The following memories are all from before I was five; I know this for sure because they all took place in the house we moved away from when I was five years old.


... having relatives from the U.S. visit on a summer day when my older brother and I were recovering from the mumps. We were well enough to be up and around and playing hide and seek by the time our company came, although my neck still felt sore. I hope we didn't pass on our ick to our cousin. Another brief memory from that day was that we had more people than chairs at meal time, so we used the piano bench as a seat for several people along one side of the table. For some reason, that made a big impression on me.

... the aftermath of a fall from a rocking chair, during which I bit my tongue deeply. I don't remember the fall, the blood, or the pain but if you want the details my mother can still provide a full description. No stitches; the mouth heals quickly. The only memory I actually have is from the next morning, when my father carried me downstairs and my mother gave me a glass of orange juice - which stung my tongue and I couldn't drink more than a mouthful. I had a horizontal scar on my tongue for many years; there is still a small line there. Unless that's just a normal line - I don't know - is it normal to have an indentation going from side to side on the surface of your tongue? Why are we not taught these critical things in health class? All I know is that it has never stopped me from talking - which some people think is a pity.
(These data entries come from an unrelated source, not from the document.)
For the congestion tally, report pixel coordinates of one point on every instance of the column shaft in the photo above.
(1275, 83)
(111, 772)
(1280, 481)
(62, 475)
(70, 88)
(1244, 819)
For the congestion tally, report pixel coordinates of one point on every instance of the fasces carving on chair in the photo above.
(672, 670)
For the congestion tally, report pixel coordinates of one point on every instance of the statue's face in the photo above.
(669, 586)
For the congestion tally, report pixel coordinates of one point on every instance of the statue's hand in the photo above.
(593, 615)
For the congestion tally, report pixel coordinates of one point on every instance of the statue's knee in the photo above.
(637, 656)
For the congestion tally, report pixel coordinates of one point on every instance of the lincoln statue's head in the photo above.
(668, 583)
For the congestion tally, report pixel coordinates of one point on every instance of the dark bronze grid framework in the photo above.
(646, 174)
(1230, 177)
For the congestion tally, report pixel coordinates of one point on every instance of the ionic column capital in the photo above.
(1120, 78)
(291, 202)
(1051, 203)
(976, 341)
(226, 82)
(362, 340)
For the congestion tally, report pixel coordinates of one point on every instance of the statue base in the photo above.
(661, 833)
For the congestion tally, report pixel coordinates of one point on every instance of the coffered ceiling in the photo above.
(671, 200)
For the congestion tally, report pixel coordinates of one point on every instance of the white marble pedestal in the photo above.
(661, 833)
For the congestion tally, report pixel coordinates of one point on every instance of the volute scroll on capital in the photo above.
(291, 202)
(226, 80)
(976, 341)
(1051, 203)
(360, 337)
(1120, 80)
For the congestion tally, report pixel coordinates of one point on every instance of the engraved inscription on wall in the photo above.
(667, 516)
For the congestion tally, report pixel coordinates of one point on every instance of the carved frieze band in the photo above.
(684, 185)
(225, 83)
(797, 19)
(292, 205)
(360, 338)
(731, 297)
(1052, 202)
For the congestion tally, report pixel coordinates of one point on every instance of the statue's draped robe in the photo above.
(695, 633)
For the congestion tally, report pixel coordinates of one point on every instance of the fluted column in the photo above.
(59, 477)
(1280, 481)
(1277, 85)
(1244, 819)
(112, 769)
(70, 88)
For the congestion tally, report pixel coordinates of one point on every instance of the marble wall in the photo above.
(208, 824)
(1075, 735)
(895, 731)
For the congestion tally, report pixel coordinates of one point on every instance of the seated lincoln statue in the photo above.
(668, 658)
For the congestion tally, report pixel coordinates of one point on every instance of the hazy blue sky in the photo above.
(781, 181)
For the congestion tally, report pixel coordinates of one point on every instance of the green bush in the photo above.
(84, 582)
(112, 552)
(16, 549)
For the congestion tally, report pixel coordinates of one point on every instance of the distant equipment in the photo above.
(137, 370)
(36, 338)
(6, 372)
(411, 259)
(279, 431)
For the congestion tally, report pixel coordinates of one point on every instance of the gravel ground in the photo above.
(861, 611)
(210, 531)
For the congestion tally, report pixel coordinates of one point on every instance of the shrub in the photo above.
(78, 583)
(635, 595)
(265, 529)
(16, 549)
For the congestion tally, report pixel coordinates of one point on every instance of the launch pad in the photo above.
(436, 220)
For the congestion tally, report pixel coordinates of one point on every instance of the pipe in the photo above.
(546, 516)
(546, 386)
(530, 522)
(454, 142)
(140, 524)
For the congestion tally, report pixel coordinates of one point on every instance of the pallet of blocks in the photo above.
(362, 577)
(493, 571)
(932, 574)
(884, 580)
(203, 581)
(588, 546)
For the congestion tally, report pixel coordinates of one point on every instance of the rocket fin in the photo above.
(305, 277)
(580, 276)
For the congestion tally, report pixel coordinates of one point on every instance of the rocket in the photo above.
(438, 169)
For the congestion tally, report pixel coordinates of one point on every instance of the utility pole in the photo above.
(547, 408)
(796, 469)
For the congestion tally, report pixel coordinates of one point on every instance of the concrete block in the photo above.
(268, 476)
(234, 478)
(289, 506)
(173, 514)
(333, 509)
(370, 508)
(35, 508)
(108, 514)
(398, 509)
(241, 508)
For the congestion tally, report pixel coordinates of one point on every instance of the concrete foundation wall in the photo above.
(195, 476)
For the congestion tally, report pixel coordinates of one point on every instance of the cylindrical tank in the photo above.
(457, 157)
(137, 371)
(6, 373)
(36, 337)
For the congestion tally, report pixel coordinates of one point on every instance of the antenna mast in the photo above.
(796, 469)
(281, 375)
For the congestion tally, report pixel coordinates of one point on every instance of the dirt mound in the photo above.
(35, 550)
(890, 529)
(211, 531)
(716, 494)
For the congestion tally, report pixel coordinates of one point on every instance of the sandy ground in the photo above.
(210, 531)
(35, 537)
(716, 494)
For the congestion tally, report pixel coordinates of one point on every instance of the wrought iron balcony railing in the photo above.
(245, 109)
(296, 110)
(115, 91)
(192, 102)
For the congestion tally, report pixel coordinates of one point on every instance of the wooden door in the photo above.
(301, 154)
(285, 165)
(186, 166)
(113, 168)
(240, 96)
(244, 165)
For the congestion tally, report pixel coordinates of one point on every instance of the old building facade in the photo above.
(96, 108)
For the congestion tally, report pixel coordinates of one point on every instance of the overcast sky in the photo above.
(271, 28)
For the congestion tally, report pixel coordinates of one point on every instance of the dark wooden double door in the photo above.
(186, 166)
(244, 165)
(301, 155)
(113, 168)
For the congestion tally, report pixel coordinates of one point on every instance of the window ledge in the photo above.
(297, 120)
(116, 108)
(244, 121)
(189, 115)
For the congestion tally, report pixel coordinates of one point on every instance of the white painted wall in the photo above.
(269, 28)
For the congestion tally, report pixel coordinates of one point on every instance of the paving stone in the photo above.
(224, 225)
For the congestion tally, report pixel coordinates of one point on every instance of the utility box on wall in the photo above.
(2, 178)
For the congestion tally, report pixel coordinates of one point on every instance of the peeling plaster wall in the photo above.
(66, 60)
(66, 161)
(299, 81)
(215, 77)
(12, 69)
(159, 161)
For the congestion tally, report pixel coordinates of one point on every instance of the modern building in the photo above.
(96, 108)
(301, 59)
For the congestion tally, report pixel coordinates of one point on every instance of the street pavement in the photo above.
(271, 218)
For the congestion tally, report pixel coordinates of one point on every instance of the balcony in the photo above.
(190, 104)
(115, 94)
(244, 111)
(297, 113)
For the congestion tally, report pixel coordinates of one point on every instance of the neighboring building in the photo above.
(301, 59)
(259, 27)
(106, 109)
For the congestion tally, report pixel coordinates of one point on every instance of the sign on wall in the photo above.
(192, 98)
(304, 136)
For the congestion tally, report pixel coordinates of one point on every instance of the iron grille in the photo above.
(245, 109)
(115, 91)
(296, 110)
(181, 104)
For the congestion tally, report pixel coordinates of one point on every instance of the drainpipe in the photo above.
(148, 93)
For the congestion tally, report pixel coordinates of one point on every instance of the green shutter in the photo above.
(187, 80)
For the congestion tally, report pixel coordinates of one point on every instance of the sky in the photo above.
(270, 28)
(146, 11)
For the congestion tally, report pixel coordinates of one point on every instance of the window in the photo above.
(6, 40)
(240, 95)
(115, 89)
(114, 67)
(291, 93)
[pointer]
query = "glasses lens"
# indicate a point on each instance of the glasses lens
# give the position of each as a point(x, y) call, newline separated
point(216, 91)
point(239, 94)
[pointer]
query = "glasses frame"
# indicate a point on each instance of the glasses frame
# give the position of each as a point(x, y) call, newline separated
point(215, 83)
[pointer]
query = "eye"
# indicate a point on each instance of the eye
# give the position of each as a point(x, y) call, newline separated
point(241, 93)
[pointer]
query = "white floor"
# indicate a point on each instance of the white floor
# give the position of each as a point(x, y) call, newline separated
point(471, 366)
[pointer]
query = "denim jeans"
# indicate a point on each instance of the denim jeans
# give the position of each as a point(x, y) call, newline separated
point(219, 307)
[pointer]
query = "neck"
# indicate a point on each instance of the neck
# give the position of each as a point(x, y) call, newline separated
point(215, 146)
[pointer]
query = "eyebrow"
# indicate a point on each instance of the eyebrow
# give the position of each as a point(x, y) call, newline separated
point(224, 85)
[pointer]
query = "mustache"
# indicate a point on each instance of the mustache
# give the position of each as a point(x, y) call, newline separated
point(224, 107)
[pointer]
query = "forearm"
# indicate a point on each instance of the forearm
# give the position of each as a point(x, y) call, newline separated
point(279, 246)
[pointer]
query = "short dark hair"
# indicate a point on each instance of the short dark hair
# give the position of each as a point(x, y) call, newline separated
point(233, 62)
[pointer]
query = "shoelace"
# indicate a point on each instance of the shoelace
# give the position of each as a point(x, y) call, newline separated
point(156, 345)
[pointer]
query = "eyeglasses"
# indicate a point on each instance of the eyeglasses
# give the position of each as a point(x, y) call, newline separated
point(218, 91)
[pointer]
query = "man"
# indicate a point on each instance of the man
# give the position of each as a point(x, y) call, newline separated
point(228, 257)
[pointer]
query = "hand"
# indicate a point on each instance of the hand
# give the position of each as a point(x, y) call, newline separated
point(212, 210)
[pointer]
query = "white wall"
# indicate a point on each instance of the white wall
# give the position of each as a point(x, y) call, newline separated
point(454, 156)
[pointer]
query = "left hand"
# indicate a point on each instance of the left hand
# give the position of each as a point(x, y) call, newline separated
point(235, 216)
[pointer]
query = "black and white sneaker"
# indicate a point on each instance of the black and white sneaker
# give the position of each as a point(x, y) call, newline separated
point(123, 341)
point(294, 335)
... crying as the television set which had been lent to us for awhile was taken away again. I hid my head under one of the couch cushions to have a proper boo-hoo. We didn't have a TV again until I was about 10 years old. In retrospect, I'm glad of that. I had to use my imagination a lot, and I read and read and read, which is a good basis for later learning.

... seeing my brother cry when he came home from school to the news that our elderly, deaf dog had been struck and killed by a car while trotting beside the road ... strangely, I did not feel any sadness myself that I can recall. But I remember my brother retreating behind a large chair to cry and getting mad at me for following him and not leaving him alone. I don't think empathy had kicked in yet.

... playing the piano, a simple tune - probably Twinkle, Twinkle, Little Star. I had a little music book with numbered notes. My daytime babysitter was very patient with me, I'm told. Just imagine if you had to listen to the same tune over and over and over. You'd have to be a saint.

... visiting the house we would move into when I was five. The family living there had a disabled adult daughter, and she was playing with some sort of large machine. I remember thinking that when we moved in I'd be able to see it closer and figure out what it was - that was before I realized that moving means taking all your stuff with you, and that goes for the people who are vacating the house, too!

... going to school with my mother for a day. She taught in a one-room school with grades from primary to senior. I can remember sitting and doing something to keep busy (colouring? hah - probably not, I never liked to colour ... looking at books? more likely) while she taught. At lunch time the older girls took me outside to have a picnic; they were superbly kind and mothering and I wanted for nothing. It was a beautiful warm-but-not-hot day, so it was probably in June, close to the end of the school year.

How about you? What are your earliest memories? How old do you estimate you were? Anything else to add? I'd love to hear about it. It's an endlessly fascinating topic for me.


I was between 12 and 18 months in this photo. Too young to remember a blessed thing, apparently. Somehow I don't have any "age 4-5" photos of myself. I haven't grown much, and I still squint in the sunlight. Also? I've figured out how to post things without a scanner - by taking a photo! It's a photo of a photo, folks.